To this day, a range of NGOs and businesses in Malawi have sold subsidized cookstoves or handed them out for free to half a million households in the country.
Progress is made, but ‘[even if] the market is growing, uptake is still low,’ says Blessing Mwale of PERFORM, an initiative established to reduce emissions from deforestation and forest degradation, also known as ‘REDD’.
If the model is so beneficial – why is the uptake low? According to Heather Campbell, the country director for United Purpose, a British NGO, four factors will determine whether the cookstove market in Malawi will turn out to be a success: ‘quality, availability, affordability, knowledge.’
Rural women play a key role in supporting their households in food security, generating income and improving livelihoods.
With one of the four elements out of balance, according to Campbell, all efforts will fail. In a nutshell: if high quality, affordable improved stoves are available to all women in Malawi, and they are aware of the positive effects of clean cooking, then the country could gradually buy into them.

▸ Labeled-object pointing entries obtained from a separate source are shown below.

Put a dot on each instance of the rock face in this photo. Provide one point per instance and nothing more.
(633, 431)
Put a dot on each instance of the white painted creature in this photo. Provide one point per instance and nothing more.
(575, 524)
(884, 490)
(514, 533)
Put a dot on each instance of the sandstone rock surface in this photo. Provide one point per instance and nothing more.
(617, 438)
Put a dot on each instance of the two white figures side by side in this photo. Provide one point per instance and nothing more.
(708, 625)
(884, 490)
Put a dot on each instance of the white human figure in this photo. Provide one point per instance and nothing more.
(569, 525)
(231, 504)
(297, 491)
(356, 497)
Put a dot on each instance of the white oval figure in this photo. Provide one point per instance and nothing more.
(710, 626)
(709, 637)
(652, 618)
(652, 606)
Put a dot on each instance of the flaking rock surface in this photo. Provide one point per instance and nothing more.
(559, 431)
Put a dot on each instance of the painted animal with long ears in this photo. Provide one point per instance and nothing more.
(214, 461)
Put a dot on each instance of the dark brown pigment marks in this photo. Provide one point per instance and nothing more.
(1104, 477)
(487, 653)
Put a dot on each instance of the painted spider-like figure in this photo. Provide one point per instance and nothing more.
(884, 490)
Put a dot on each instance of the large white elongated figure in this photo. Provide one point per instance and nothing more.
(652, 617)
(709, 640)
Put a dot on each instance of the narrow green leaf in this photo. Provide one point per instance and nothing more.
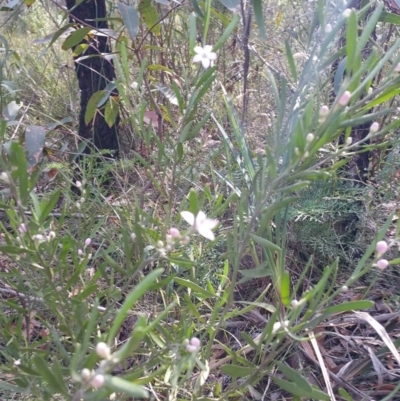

But there are big hurdles preventing this from happening.
Structural poverty and an economy relying heavily on agriculture (accounting for about third of the county’s GDP) imply that higher quality, steel stoves have to be imported from abroad. Funding for alternative energy sources is scarce, and the government’s focus on increasing access to the grid overshadows the need for cleaner cooking gear.
On the other hand, gender inequality and poverty add another obstacle to the diffusion of cleaner stoves. In the traditional family structure, unequal role divisions and restrictive social norms mean that Malawian women are most exposed to the dangers of traditional cooking practices, but they often have no say in decisions affecting household spending.
Every day, in and out, Malawian women are risking their lives, while caring for their husband, children and families. They are the victims of one of the world’s biggest unseen crises, but are excluded from taking substantive decisions to solve the problem.